部屋割り攻防
空いていたのが、2人部屋二つ。
改めて言うまでもないけど、
私たちは五人いる。
うち1人は女子です。
どこの宿屋も混んでいて
他では部屋が取れるかも怪しかったので仕方なく二部屋おさえたけど…
「………どうします?」
夕食を食べがてら部屋割り相談です。
男性と一緒の部屋に寝るのは抵抗あるけど、さすがに2人部屋に男四人入れるわけにいかないし…我慢するしかないか。

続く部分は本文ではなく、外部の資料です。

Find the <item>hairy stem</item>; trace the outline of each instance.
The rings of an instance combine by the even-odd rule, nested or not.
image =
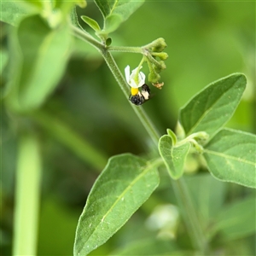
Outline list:
[[[34,135],[22,135],[19,143],[13,255],[36,255],[41,156]]]
[[[120,70],[119,69],[116,62],[114,61],[109,51],[116,50],[121,52],[141,53],[143,55],[143,48],[138,48],[138,47],[108,47],[108,48],[105,47],[104,44],[95,40],[90,35],[83,33],[82,31],[78,31],[77,28],[73,30],[73,34],[82,38],[83,40],[90,43],[100,51],[105,61],[107,62],[109,69],[111,70],[113,77],[117,80],[119,87],[121,88],[125,96],[128,98],[130,95],[130,88],[127,85],[124,76],[122,75]],[[135,111],[135,113],[137,113],[137,117],[141,120],[143,126],[145,127],[146,131],[149,134],[154,144],[158,146],[158,141],[160,139],[160,135],[159,131],[156,130],[153,122],[150,120],[150,119],[148,118],[148,116],[147,115],[147,113],[145,113],[145,111],[141,106],[137,107],[131,103],[131,106]],[[190,193],[187,188],[186,183],[184,179],[181,177],[177,181],[172,180],[172,184],[175,191],[179,207],[182,209],[184,222],[189,232],[192,243],[194,244],[195,247],[200,252],[201,255],[203,255],[206,253],[207,242],[206,241],[206,236],[203,233],[201,225],[198,219],[196,210],[195,208],[195,205],[192,202]]]

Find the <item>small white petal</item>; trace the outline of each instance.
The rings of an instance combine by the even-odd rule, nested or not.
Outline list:
[[[140,69],[143,67],[140,67]],[[143,86],[145,84],[145,74],[143,72],[140,72],[138,73],[138,81],[135,81],[135,76],[137,73],[137,68],[136,67],[135,69],[132,70],[131,75],[130,75],[130,66],[128,65],[125,68],[125,79],[126,81],[128,83],[128,84],[132,87],[132,88],[138,88]]]

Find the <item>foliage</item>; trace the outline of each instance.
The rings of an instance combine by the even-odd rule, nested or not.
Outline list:
[[[170,94],[162,93],[169,89],[166,86],[162,89],[164,83],[160,80],[166,82],[166,79],[165,72],[163,74],[161,72],[166,69],[166,63],[172,63],[167,61],[175,61],[172,55],[167,59],[168,55],[164,52],[167,44],[163,38],[152,41],[152,38],[155,37],[153,27],[148,29],[151,43],[142,47],[118,45],[121,37],[115,38],[117,34],[113,32],[120,26],[128,33],[130,27],[132,28],[132,37],[129,39],[133,45],[137,44],[140,37],[137,36],[135,26],[126,25],[130,20],[135,22],[132,21],[133,15],[129,22],[125,21],[139,8],[137,13],[141,11],[141,15],[138,17],[144,17],[146,12],[143,8],[147,8],[148,3],[143,7],[141,7],[143,1],[95,0],[95,3],[94,6],[102,15],[102,26],[100,26],[100,18],[84,15],[84,12],[90,13],[86,11],[87,8],[93,7],[92,3],[87,7],[85,1],[82,0],[22,0],[1,3],[1,20],[7,23],[3,24],[7,32],[4,34],[7,43],[1,49],[3,135],[11,137],[7,139],[7,148],[11,143],[12,149],[18,144],[17,156],[10,159],[8,154],[3,154],[8,159],[3,168],[17,159],[13,254],[37,253],[39,181],[43,173],[44,189],[49,189],[47,186],[55,188],[66,177],[66,185],[60,186],[64,188],[61,192],[63,198],[76,201],[81,197],[81,203],[75,212],[76,219],[80,214],[81,204],[84,205],[84,196],[88,195],[76,234],[73,236],[75,236],[74,255],[90,253],[91,255],[109,253],[112,255],[253,254],[253,247],[251,249],[245,245],[252,244],[252,236],[255,235],[255,192],[252,189],[256,187],[256,137],[251,132],[224,127],[230,124],[228,122],[231,117],[236,116],[235,111],[239,103],[243,104],[241,99],[246,95],[246,87],[251,86],[250,76],[247,83],[244,74],[232,71],[231,75],[201,89],[183,108],[180,106],[185,93],[182,88],[178,89],[177,100],[180,102],[178,107],[176,106],[176,110],[178,110],[176,131],[167,129],[167,134],[161,137],[154,127],[154,123],[158,124],[160,117],[164,116],[160,111],[156,112],[150,103],[147,103],[145,108],[143,106],[144,108],[127,104],[127,109],[133,109],[153,142],[148,147],[148,155],[136,155],[137,152],[134,148],[142,149],[140,147],[145,144],[147,136],[133,113],[125,108],[124,102],[126,102],[113,89],[115,86],[112,79],[108,76],[102,79],[105,70],[102,67],[102,59],[129,98],[131,88],[112,52],[122,54],[123,61],[129,60],[123,64],[120,61],[121,70],[124,70],[123,66],[135,65],[131,60],[131,54],[142,55],[136,66],[138,71],[141,68],[144,70],[143,63],[147,63],[148,67],[148,80],[153,85],[150,85],[153,94],[155,94],[155,97],[149,98],[150,102],[155,98],[155,104],[159,104],[160,109],[164,109],[162,112],[168,114],[172,113],[168,105]],[[75,4],[86,9],[82,10]],[[180,6],[172,4],[174,9]],[[190,6],[190,3],[187,4]],[[206,8],[207,5],[198,3],[195,6]],[[161,11],[164,13],[165,9]],[[160,13],[158,20],[161,20],[160,15],[164,16]],[[183,17],[186,23],[186,15]],[[174,22],[170,16],[170,20]],[[144,27],[143,22],[140,26],[144,30],[147,27]],[[165,26],[165,24],[160,24]],[[90,44],[97,49],[97,54],[88,48]],[[123,58],[123,53],[129,53],[128,59]],[[78,55],[79,58],[75,57]],[[84,60],[88,61],[85,68]],[[182,57],[177,61],[177,66],[181,65],[181,60]],[[73,66],[73,63],[76,64]],[[168,70],[172,73],[172,69]],[[102,85],[101,90],[94,86],[96,81]],[[65,83],[68,84],[67,87]],[[58,86],[60,84],[62,87]],[[84,93],[84,84],[88,90],[86,96]],[[187,86],[189,88],[190,84]],[[160,96],[163,96],[162,100],[158,102]],[[168,99],[166,105],[165,96]],[[152,113],[154,122],[148,119],[144,109]],[[121,131],[119,134],[119,130]],[[128,130],[130,137],[126,137],[125,143],[132,141],[134,144],[127,150],[126,143],[122,142],[125,142],[124,134]],[[91,138],[90,131],[93,131]],[[64,154],[62,150],[65,149],[53,143],[51,137],[69,151]],[[122,146],[125,152],[133,151],[134,154],[120,154]],[[39,153],[40,147],[43,154]],[[112,149],[108,151],[108,148]],[[49,159],[44,158],[45,152],[48,152]],[[66,155],[65,159],[58,156],[62,154]],[[116,154],[108,160],[109,155]],[[73,154],[78,158],[73,158]],[[61,169],[61,172],[56,175],[47,172],[48,169]],[[79,172],[79,169],[103,170],[90,193],[86,183],[93,180],[95,176],[90,172],[84,175]],[[68,170],[67,174],[63,170]],[[197,173],[189,176],[187,173],[189,172]],[[9,175],[4,172],[3,178]],[[52,182],[49,183],[47,179]],[[69,183],[70,179],[73,179],[72,183]],[[8,183],[3,183],[4,198],[4,193],[8,194],[5,192],[8,191],[5,189]],[[87,185],[85,195],[81,192],[84,185]],[[164,202],[171,202],[172,207],[162,207],[166,212],[155,213],[155,218],[148,218],[150,226],[153,226],[151,231],[142,224],[145,214],[131,218],[139,208],[149,215],[154,207]],[[3,207],[7,212],[5,200]],[[51,211],[58,211],[59,208],[61,207],[54,207]],[[182,219],[173,220],[176,216],[173,209],[177,209],[177,214]],[[58,214],[51,212],[49,215]],[[27,216],[31,218],[27,219]],[[67,216],[63,218],[69,221]],[[165,220],[166,216],[169,218]],[[170,225],[172,218],[174,224]],[[154,219],[153,224],[152,219]],[[126,222],[128,224],[125,225]],[[110,239],[122,226],[117,233],[120,238],[115,236]],[[138,230],[137,234],[130,231],[129,226]],[[54,222],[49,228],[58,230]],[[39,227],[39,232],[43,229],[44,225]],[[68,230],[69,233],[72,231]],[[2,230],[2,233],[4,234],[4,231]],[[115,240],[115,242],[113,241]],[[38,254],[53,253],[44,251],[45,247],[42,241],[39,236]],[[111,242],[114,246],[111,246]],[[123,247],[117,248],[118,244],[123,245]],[[241,245],[237,252],[232,249],[234,244]],[[101,252],[104,246],[107,249]],[[56,244],[55,247],[58,247]],[[71,247],[67,250],[68,253],[72,253]],[[111,253],[111,250],[113,251]]]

そう思いつつ肉料理をつついていたら、ロードさんに鍵を渡された。
「我々は2人ずつ交代制で姫様の部屋の前に見張りに立つことにしますので、
姫様はこちらの部屋をお使いください」
その提案に驚いて喉に芋の塊を詰まらせてしまった。
「げふっ、でっ、でもそれじゃあ…
ゴホゴホッ皆さんが休まりません!」
ポルナレフさんがお茶を差し出してくれる。ふぅ苦しかった…
「明日からも長い道のりなんですから、
きちんと休んだ方がいいと思います。」
「そういうわけにはいきません!」
「着替えとかだけ何とかなれば、
私は相部屋でもいいですよ。」
会って数日だけど、この人達なら部屋に一緒にいても害はなさそうだし。
「ダメに決まってるだろ」
譲らない私にフィリスさんが不機嫌そうに吐き捨てた。
「部屋の前で見張るか中にいるかの違いだけです。
部屋で休みつつ護衛してもらえば
一石二鳥ですよね☆」
「そういう問題じゃない」
じゃあどういう問題だ。
「姫様、お気持ちは有難いですが、
年頃の女性と相部屋というのは…
姫様と我々とでは身分も違いますし。」
ロードさんが困ったように援護する。
うーん、まだ姫って完全に認めたわけじゃないし、私のせいで誰かが休めないとか嫌なんだよなぁ。
そんな理由じゃ納得しないだろうし…
ち卑怯だけど身分がどうとか言うなら。
「じゃあ、その姫からの‘命令'ということにしましょう。
ロードさん、フィリスさん、相部屋になって下さい。
…聞いてくれますよね?」
フォークを置いて説得すべき2人の手を
がしっと握り首をかしげると、
溜息と苦笑が同時に聞こえた。
「そこまで言われては仕方ありません…
では、護衛ということで、
甘えさせていただきます。」
「はい。よろしくお願いします!」
そんなこんなでティア、16歳。
初めて男性と夜を同じ部屋で過ごすことになりました。
意外と連続更新できました。
普通は一人部屋になるべく戦う気がしますけど…こういうコなんですね。
キャラが自由に動いてしまうのでわたしもどうなるかわかってないです。